National Automotive Testing and R&D Infrastructure Project (NATRiP), the largest and one of the most significant initiatives in automotive sector so far, represents a unique joining of hands between the Government of India, a number of state governments and Indian Automotive Industry to create a state of the art Testing, Validation and R&D infrastructure in the country.

The Project aims at creating core global competencies in Automotive sector in India and facilitate seamless integration of Indian Automotive industry with the world as also to position the country prominently on the global automotive map. NATRiP aim to create a testing, validation and R&D infrastructure, had announced to invest Rs 1,718 crore for setting up of seven auto testing facilities at seven locations across India by 2011. NATRIP is forging ahead at a fast pace on schedule. Currently, tenders worth more than Rs 1642.97 Cr have been floated and tenders worth around Rs 1403.98 crore have been finalized The Cabinet Committee on Economic Affairs in their meeting held on 27 July 2016 has approved the revised time lines and escalation of cost estimate of the project. Accordingly, now the revised cost estimates is Rs. 3727.30 crore with project completion date in June 2019.

==List of Test Centres==
The facilities under NATRiP at Manesar, Chennai, VRDE Ahmednagar, ARAI Pune, Rae Bareilly, Silchar and Indore will provide comprehensive homologation and product testing and validation facilities for vehicles and components and will also foster global competencies for generic research and development geared to catapult India into the league of nations with automotive excellence. Centres being established under this project are:

| Sr.
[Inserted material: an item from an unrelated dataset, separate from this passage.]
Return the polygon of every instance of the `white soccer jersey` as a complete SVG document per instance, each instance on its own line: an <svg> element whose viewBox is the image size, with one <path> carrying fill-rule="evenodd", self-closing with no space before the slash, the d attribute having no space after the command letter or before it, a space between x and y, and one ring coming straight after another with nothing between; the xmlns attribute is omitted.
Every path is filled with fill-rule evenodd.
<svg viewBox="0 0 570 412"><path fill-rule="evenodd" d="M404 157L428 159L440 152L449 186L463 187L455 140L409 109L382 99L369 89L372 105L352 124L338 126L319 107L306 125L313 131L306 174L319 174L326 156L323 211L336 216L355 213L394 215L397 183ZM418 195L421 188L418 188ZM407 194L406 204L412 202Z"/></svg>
No. | Name of Centre |
|---|---|
| 1 | ICAT - Manesar |
| 2 | GARC - Chennai |
| 3 | NATRAX - Khandwa |
| 4 | ARAI - Pune |
| 5 | NCAT - Ahmednagar |
| 6 | NCVRS/ADAC - Rae Bareli |
| 7 | East Centre - Silchar |

===Region-wise Centres===
As part of NATRIP, the following test centres have been finalised to set up the test facilities as described below:

- West centre
A full fledged testing and homologation facilities at ARAI, Pune and VRDE, Ahmednagar.

- South Centre
Chennai (Tamil Nadu) – A full fledged testing and homologation centre.

- North Centre
Manesar (Haryana) - A full-fledged testing and homologation centre within the northern hub of automotive industry.
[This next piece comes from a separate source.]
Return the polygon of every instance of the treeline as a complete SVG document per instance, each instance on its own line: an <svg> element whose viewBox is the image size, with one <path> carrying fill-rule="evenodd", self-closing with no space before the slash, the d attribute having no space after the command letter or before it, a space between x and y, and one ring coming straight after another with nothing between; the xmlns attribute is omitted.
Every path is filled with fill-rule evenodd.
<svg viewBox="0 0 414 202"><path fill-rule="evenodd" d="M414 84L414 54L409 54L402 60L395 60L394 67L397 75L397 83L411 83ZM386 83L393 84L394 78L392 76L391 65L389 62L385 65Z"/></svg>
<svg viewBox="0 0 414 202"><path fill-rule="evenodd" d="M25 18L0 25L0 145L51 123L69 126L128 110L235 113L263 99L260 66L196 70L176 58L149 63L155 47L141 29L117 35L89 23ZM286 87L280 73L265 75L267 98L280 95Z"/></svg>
- World-class proving grounds
Testing tracks on approx 3000 acres of land at district Khandwa, in Madhya Pradesh, Having different types of world class testing tracks and India's biggest proving ground along with the electric vehicles battery testing facility and vehicle testing facility.
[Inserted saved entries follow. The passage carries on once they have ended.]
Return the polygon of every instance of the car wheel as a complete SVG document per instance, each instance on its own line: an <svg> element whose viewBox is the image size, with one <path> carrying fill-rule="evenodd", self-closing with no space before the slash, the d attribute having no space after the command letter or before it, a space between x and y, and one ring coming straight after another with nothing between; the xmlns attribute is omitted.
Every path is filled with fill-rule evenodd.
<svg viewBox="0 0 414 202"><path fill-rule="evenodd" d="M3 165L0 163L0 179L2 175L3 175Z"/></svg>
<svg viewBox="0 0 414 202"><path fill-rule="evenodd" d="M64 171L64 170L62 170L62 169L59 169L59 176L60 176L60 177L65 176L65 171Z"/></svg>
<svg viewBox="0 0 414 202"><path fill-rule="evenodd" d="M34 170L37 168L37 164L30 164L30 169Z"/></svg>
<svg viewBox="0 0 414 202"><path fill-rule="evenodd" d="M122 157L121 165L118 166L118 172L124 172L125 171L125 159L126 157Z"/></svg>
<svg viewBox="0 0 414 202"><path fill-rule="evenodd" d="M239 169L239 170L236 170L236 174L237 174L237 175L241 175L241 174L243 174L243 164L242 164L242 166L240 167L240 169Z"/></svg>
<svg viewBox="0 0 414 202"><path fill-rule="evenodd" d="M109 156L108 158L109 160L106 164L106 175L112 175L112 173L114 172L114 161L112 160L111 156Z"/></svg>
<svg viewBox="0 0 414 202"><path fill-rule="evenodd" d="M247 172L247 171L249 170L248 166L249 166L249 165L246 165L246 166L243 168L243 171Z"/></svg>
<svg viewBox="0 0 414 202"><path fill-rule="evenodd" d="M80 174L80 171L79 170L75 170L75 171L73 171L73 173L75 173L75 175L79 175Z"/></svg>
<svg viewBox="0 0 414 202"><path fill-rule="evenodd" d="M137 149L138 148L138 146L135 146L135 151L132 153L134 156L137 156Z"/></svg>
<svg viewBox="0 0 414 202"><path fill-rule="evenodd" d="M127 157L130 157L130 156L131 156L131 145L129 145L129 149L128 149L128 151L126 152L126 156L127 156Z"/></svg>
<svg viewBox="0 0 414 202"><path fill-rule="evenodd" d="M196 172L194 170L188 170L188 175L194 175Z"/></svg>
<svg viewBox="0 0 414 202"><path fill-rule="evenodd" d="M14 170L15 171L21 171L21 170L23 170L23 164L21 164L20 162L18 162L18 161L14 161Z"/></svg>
- National Centre for Vehicle Research & Safety(NCVRS) and Accident Data Analysis Centre(ADAC)
Centre for Testing & Homologation of Tractors, Agricultural Vehicles and Off-Road Vehicles together with accident data analysis and specialized driving training centre at Rae Bareli in Uttar Pradesh.

- In-use vehicle Management centre
National Specialized Hill Area Driving Training Centre at Dholchora (Silchar) Assam,
Inspection and Maintenance Station for in use vehicles and Mechanics Institute at Jaffirband (Silchar) Assam.